Node {{ $labels.node }} has been unready for a long time

Alert Rule

alert: KubernetesNodeNotReady
annotations:
  description: |-
    Node {{ $labels.node }} has been unready for a long time
      VALUE = {{ $value }}
      LABELS = {{ $labels }}    
  runbook: https://srerun.github.io/prometheus-alerts/runbooks/kubestate-exporter/kubernetesnodenotready/
  summary: Kubernetes Node ready (node {{ $labels.node }})
expr: kube_node_status_condition{condition=&#34;Ready&#34;,status=&#34;true&#34;} == 0
for: 10m
labels:
  severity: critical

Meaning #

The KubernetesNodeNotReady alert is triggered when a Kubernetes node is not ready for an extended period of time (10 minutes in this case).
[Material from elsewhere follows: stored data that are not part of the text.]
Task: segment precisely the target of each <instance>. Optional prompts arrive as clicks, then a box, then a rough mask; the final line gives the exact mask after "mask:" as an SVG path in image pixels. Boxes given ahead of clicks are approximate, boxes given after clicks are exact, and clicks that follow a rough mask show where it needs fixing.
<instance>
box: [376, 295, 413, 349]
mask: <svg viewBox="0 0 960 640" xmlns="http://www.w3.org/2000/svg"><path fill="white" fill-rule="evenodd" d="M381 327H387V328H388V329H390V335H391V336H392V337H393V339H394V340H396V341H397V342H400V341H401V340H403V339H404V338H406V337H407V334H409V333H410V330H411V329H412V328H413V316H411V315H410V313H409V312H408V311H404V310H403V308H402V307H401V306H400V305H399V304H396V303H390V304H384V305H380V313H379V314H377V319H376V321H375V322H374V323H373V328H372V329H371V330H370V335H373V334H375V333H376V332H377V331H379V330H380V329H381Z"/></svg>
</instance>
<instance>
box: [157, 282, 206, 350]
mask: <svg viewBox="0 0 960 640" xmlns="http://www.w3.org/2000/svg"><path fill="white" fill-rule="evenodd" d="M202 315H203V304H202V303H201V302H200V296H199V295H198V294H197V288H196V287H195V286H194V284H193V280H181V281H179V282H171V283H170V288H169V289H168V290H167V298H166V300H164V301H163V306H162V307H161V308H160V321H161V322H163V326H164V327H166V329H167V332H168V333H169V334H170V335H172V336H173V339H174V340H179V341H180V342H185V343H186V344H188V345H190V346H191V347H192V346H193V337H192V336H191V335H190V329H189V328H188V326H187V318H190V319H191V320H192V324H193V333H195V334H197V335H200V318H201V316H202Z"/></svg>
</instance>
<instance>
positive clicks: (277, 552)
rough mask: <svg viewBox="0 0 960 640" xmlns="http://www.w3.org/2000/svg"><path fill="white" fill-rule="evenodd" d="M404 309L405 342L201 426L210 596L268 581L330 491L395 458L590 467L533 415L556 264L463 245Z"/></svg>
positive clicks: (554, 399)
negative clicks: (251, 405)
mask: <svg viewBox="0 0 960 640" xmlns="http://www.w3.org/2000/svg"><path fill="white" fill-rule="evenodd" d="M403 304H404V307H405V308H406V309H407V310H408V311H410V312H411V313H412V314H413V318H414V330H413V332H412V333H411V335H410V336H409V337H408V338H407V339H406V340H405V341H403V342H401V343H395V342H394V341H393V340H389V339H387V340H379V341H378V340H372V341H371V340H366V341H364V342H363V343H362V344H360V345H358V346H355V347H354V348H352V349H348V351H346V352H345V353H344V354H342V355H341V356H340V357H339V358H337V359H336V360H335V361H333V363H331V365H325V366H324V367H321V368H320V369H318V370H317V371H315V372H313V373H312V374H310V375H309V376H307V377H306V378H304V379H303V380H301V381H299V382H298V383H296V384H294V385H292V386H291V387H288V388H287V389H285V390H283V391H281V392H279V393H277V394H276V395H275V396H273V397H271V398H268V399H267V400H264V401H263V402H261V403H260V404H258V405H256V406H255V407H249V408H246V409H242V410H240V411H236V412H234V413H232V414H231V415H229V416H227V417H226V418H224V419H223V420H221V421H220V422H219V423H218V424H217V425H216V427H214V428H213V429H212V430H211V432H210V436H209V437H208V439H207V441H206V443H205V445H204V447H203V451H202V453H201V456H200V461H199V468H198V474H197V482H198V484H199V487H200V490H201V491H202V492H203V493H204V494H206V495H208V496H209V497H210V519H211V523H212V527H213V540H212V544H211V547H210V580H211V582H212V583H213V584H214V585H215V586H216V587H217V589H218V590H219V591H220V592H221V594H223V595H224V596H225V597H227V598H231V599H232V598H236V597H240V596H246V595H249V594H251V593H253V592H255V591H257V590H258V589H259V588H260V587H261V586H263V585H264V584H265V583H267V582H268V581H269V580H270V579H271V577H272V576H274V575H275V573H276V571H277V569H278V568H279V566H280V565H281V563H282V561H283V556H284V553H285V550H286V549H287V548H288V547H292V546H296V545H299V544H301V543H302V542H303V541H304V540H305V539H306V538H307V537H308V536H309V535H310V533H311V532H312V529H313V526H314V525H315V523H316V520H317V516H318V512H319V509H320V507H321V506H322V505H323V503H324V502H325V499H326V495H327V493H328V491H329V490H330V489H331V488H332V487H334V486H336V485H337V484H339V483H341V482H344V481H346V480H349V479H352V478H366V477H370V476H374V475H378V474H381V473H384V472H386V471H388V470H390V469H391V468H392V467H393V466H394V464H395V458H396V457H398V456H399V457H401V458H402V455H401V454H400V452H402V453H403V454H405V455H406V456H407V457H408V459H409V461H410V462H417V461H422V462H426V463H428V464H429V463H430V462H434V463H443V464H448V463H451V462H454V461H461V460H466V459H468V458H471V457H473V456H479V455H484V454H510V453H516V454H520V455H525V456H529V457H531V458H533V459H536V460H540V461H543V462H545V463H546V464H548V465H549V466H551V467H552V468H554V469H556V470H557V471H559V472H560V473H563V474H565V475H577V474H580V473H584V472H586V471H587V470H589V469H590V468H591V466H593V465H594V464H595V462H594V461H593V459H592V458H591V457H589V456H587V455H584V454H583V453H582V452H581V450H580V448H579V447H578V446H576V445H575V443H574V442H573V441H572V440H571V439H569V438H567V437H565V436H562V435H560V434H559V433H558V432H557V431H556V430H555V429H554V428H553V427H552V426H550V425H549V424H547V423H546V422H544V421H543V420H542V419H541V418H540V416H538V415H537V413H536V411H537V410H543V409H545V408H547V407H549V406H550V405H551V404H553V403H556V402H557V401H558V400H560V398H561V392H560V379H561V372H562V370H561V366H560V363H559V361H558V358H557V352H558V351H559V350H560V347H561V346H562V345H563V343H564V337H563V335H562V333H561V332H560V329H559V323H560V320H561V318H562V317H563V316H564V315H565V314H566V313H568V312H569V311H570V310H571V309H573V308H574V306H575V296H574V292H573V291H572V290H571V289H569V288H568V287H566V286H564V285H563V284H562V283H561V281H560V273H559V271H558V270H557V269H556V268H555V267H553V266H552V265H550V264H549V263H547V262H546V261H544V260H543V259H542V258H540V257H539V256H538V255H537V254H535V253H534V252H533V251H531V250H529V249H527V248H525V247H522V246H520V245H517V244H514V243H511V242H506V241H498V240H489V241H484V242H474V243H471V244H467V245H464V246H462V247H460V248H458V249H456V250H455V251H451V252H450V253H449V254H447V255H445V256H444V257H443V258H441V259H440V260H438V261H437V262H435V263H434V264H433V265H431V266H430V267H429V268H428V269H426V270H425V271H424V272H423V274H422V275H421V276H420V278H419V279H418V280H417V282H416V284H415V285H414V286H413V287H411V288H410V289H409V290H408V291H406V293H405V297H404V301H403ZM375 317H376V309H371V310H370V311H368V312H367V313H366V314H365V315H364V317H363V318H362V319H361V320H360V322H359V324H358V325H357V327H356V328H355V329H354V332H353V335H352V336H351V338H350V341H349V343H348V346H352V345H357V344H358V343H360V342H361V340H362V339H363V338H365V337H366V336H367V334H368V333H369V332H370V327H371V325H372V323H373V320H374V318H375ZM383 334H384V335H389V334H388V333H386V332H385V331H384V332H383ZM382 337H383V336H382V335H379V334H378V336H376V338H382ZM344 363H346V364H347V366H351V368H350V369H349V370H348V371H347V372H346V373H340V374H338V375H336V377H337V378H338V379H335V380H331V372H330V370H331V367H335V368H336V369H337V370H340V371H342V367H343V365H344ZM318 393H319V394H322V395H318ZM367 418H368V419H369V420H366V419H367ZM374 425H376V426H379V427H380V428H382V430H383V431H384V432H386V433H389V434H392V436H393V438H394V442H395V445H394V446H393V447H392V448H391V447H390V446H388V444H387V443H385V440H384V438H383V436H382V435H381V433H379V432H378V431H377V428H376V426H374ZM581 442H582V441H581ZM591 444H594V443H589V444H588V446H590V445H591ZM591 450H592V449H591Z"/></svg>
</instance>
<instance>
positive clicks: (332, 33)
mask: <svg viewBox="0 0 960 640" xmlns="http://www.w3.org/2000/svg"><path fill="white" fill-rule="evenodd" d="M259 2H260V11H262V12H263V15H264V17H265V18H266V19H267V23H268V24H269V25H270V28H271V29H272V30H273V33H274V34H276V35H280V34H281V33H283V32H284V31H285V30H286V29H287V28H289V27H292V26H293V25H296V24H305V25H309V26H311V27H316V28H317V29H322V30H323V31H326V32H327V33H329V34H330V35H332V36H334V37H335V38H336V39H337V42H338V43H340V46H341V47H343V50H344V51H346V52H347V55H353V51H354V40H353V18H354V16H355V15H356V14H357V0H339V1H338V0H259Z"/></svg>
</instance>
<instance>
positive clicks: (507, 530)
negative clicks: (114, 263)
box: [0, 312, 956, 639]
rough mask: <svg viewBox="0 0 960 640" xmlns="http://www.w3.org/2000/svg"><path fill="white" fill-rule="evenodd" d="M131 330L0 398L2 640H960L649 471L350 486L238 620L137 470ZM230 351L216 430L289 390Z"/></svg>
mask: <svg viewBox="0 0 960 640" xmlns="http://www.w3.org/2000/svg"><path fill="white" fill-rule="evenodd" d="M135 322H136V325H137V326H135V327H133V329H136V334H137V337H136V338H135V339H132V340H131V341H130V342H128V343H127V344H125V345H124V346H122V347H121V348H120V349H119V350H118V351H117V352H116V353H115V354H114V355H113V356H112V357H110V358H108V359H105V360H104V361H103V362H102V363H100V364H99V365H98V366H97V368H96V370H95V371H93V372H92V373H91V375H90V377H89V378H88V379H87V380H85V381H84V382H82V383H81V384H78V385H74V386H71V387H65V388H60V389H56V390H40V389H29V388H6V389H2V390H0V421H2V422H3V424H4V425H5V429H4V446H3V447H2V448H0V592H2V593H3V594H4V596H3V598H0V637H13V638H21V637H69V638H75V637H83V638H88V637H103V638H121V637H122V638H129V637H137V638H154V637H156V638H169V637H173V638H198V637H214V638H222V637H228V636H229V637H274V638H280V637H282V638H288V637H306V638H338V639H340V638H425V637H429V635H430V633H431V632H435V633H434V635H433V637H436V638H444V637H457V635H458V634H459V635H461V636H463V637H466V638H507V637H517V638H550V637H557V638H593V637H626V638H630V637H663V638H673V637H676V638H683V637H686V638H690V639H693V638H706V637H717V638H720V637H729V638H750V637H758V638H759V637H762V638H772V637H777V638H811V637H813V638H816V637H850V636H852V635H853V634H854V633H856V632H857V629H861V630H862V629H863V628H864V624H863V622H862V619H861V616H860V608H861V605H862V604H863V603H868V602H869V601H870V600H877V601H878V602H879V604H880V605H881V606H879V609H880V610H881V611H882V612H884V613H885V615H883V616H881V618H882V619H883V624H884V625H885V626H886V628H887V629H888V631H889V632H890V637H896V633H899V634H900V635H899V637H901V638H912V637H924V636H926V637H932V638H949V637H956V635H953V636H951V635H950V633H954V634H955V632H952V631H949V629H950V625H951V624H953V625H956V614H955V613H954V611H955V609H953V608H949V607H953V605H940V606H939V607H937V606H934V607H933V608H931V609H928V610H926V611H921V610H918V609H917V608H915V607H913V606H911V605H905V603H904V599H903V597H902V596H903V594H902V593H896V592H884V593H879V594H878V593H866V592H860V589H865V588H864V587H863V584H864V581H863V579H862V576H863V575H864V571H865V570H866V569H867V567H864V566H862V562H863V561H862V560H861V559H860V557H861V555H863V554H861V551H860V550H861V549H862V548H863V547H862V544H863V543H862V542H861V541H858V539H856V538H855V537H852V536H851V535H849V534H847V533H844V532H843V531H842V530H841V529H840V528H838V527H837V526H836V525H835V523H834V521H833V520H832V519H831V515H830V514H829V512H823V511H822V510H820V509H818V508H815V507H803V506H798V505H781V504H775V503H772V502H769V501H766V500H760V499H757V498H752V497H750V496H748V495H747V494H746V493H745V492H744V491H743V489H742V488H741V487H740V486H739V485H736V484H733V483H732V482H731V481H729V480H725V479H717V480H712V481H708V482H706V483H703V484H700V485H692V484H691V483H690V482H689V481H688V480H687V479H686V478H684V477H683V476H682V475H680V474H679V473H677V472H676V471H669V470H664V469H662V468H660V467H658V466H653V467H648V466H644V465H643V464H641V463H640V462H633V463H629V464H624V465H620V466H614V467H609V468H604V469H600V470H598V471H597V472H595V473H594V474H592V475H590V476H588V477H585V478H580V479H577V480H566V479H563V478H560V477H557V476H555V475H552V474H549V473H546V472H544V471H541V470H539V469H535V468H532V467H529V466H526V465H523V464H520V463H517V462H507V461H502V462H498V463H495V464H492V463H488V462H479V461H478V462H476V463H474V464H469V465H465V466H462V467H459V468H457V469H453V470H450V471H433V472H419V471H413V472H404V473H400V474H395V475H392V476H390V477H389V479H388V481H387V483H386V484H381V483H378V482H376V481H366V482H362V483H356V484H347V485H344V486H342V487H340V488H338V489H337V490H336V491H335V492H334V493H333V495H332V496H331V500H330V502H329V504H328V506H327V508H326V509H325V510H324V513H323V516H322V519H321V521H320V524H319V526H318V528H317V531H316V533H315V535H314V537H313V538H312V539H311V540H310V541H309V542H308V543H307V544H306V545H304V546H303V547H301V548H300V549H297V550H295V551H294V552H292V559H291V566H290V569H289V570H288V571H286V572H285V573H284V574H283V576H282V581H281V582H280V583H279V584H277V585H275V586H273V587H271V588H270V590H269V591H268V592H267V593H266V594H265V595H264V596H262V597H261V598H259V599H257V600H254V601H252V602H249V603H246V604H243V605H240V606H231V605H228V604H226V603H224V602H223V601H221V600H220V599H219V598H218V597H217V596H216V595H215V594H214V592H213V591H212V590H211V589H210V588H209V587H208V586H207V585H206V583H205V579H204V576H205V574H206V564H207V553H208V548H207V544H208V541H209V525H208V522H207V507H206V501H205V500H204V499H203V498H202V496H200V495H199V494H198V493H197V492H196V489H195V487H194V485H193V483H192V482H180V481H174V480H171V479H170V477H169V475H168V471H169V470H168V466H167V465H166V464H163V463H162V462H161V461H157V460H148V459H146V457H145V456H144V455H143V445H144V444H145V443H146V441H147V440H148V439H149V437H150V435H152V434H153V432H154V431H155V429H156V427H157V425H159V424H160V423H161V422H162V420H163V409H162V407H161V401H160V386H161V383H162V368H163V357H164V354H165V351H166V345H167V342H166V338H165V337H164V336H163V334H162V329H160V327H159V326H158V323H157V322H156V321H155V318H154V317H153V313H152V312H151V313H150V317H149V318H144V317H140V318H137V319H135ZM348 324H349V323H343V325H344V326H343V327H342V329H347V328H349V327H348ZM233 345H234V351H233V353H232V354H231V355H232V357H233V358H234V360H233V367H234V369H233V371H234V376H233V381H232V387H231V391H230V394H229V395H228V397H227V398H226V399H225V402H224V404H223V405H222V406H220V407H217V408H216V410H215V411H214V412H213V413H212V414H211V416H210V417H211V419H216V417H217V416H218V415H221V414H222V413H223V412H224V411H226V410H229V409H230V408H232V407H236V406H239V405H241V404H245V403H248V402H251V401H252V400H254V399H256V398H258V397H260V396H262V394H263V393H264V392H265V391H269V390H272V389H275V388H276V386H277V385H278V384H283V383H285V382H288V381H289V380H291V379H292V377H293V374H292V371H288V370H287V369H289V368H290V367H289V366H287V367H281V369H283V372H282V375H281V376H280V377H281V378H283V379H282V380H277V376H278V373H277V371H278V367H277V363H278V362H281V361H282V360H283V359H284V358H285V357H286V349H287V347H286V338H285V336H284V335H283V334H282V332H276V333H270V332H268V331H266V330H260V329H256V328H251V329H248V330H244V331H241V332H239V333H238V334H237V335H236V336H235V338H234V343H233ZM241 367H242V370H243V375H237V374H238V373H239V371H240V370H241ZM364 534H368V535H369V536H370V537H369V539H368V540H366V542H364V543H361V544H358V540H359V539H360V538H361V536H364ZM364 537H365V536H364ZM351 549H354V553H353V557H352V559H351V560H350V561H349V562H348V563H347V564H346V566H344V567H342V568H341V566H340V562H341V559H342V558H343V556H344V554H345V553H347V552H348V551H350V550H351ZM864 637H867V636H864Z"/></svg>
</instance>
This means that the node is not reporting as healthy and is not accepting new pods or performing other essential node functions. This can lead to service disruptions, pod failures, and other issues that can impact the overall health and stability of the Kubernetes cluster.

Impact #

The impact of a Kubernetes node being not ready can be significant, including:

Service disruptions: Pods running on the affected node may fail, leading to service outages or reduced capacity.
Resource waste: Other nodes in the cluster may need to take on additional workload, leading to resource waste and potential performance issues.
Monitoring and logging issues: Node unavailability can disrupt monitoring and logging capabilities, making it harder to diagnose and troubleshoot issues.
Security risks: Unhealthy nodes can pose security risks if they are not receiving security updates or are vulnerable to attacks.

Diagnosis #

To diagnose the issue, follow these steps:

Check the Kubernetes node status: Run the command kubectl get nodes to view the current status of all nodes in the cluster. Look for the node that is reporting as “NotReady”.
Check the node’s condition: Run the command kubectl describe node <node_name> to view detailed information about the node’s condition, including any error messages or events that may indicate the cause of the issue.
Check system logs: Review system logs for errors or warnings related to the node or its components, such as the kubelet or Docker.
Check for resource issues: Verify that the node has sufficient resources (e.g., CPU, memory, disk space) and that there are no issues with resource allocation.

Mitigation #

To mitigate the issue, follow these steps:

Restart the node: If the node is not responding, try restarting it to see if it comes back online.
Investigate and resolve underlying issues: Identify and address any underlying issues that may be causing the node to be not ready, such as software or hardware failures, network connectivity issues, or resource constraints.
Perform node maintenance: Perform routine maintenance tasks on the node, such as updating software or replacing faulty hardware.
Consider node replacement: If the node is persistently failing or cannot be restored, consider replacing it with a new node to ensure cluster stability and availability.

Remember to refer to the Kubernetes documentation and your organization’s specific guidelines for further instructions on troubleshooting and resolving node issues.